Just on the binary search for example, the "balance" representation is re-used
to signify the concept of "comparison", however the tokens put in balance are
both of the same size, with only an image to differentiate them. So the link
is not implicitly made from their size, weight, and the intrinsic feature
which makes the one searched token the right one. This would be confusing for
anyone trying to understand the algorithm.

Then, you got a first depiction of the problem, with each object being ordered
by size. So the initial assumption is that the choice element would be on
their size. Afterward, the target token has a star on it, and the generic,
incorrect one, a question mark.

That could work, however, they both have the exact same size.

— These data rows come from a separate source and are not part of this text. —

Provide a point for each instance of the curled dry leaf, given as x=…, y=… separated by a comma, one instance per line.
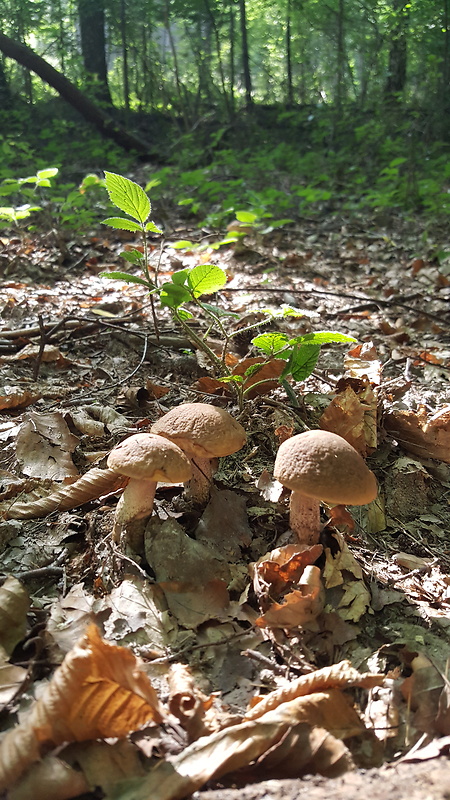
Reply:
x=93, y=484
x=352, y=414
x=362, y=361
x=338, y=676
x=300, y=607
x=44, y=445
x=287, y=574
x=187, y=702
x=98, y=692
x=51, y=778
x=14, y=604
x=12, y=397
x=236, y=747
x=427, y=437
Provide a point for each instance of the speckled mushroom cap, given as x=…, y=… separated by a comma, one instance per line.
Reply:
x=325, y=466
x=202, y=430
x=147, y=456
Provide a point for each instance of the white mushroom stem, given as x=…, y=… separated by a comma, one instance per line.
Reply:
x=136, y=503
x=198, y=488
x=304, y=518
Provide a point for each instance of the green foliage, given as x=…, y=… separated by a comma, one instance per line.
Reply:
x=16, y=188
x=189, y=285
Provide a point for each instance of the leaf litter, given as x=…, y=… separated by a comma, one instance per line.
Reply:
x=216, y=651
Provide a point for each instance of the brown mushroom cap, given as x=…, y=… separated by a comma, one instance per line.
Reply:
x=201, y=430
x=325, y=466
x=146, y=456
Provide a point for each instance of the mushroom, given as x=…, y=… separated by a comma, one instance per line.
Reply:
x=319, y=465
x=204, y=433
x=145, y=459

This is only an example of how the concepts used to explain and signify things
visually are only partially followed-through. This greatly impairs the impact
of the explanation.

And this is only on the binary search, arguably the simplest algorithm
depicted here.

------
zubairq
I found these confusing myself, but I would be interested to know if anyone
else who didn't understand these algorithms before was able to learn them
based on these diagrams?

------
hliyan
Excellent use of visual metaphor. But comprehension can be greatly improved
with:

1\. Some textual callouts 2\. Better representation of the sequence the reader
is to follow

------
ken
Cute! This reminds me of Nigel Holmes' "Wordless Diagrams".

------
euyyn
The crying figure is super sad!